Laila fled Afghanistan with her parents and two brothers in 2016, when she was 11 or 12 years old. They travelled westward, eventually reaching Bosnia and Herzegovina in early 2021. They then tried to enter Croatia, requesting asylum.
Croatian police ignored their request and forced them back over the border.
The police ordered them to wade across a frontier river at night, far from any town or populated area. Police smashed their phones, so they had no easy way of navigating to safety.
The family stumbled along till they found a road and walked 30 kilometers (18.6 miles) to the nearest town in Bosnia.
Others have faced even worse treatment. Croatian pushbacks often include serious violence and humiliation. Their methods are so awful, they violate international prohibitions on torture.
Let’s get one thing straight: Laila and her family are doing nothing wrong.

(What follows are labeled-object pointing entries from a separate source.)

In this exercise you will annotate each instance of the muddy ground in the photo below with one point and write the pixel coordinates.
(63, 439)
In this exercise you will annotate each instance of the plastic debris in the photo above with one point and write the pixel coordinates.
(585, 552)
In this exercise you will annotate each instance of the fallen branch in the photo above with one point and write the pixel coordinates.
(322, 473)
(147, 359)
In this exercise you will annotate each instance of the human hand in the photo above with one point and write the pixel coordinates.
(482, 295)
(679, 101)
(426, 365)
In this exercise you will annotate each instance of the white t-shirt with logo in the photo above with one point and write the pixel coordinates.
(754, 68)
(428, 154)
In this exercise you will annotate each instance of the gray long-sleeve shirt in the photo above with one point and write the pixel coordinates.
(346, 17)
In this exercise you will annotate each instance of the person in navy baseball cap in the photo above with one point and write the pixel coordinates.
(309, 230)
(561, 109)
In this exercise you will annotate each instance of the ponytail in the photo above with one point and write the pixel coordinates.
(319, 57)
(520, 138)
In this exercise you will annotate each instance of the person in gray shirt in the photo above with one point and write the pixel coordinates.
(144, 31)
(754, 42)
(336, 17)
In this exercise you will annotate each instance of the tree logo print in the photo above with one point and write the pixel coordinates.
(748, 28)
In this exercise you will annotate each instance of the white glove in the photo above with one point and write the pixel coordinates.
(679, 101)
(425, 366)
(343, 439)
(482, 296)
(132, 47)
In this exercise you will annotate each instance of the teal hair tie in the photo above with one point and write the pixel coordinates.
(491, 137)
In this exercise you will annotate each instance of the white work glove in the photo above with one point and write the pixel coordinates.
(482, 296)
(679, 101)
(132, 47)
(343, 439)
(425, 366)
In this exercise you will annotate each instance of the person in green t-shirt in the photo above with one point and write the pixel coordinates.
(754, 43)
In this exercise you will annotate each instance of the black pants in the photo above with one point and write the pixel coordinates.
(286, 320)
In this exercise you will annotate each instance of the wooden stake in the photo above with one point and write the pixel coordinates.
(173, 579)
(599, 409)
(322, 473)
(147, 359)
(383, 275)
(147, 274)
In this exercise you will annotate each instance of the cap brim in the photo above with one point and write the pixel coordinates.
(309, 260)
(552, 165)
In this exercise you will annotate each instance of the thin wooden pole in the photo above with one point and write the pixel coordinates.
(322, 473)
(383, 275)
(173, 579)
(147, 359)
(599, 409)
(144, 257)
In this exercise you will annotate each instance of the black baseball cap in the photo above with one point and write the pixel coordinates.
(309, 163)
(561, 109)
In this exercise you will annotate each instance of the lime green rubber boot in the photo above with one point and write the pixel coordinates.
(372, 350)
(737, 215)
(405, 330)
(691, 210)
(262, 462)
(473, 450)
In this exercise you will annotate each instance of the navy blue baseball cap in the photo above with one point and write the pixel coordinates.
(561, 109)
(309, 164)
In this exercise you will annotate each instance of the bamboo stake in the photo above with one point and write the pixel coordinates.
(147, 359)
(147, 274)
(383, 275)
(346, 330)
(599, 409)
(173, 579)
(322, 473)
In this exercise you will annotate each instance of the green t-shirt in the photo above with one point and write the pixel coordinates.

Everyone seeking international protection has the right to apply for asylum abroad and have their case heard before the appropriate authorities. So says the international Refugee Convention, the EU Charter of Fundamental Rights, and a pile of other laws and agreements.
True, Croatia’s abuses are not the beginning of this story. Laila’s family first sought international protection in Iran, then Turkey, and then Croatia’s fellow EU member Greece. They left each country after authorities there also failed to respond to their requests for international protection.
Croatia’s treatment of asylum seekers is another link in a chain of state lawlessness and inhumanity that stretches thousands of kilometers, from areas of extreme instability to the gates of the EU and beyond.
The EU and its member state governments are deeply embedded in this illegality, as we’ve highlighted many times in this newsletter. Recall the EU’s “let them die policy” in the Mediterranean, several member states criminalizing saving lives at sea, and the EU’s complicity in torture in Libya.
It continues in Croatia, where substantial EU funds for border management are doled out despite Croatia’s repeated abuses and failures to comply with EU law.
Founded on respect for democracy and human rights, the European Union is supposed to be better than this. Sadly, it is not.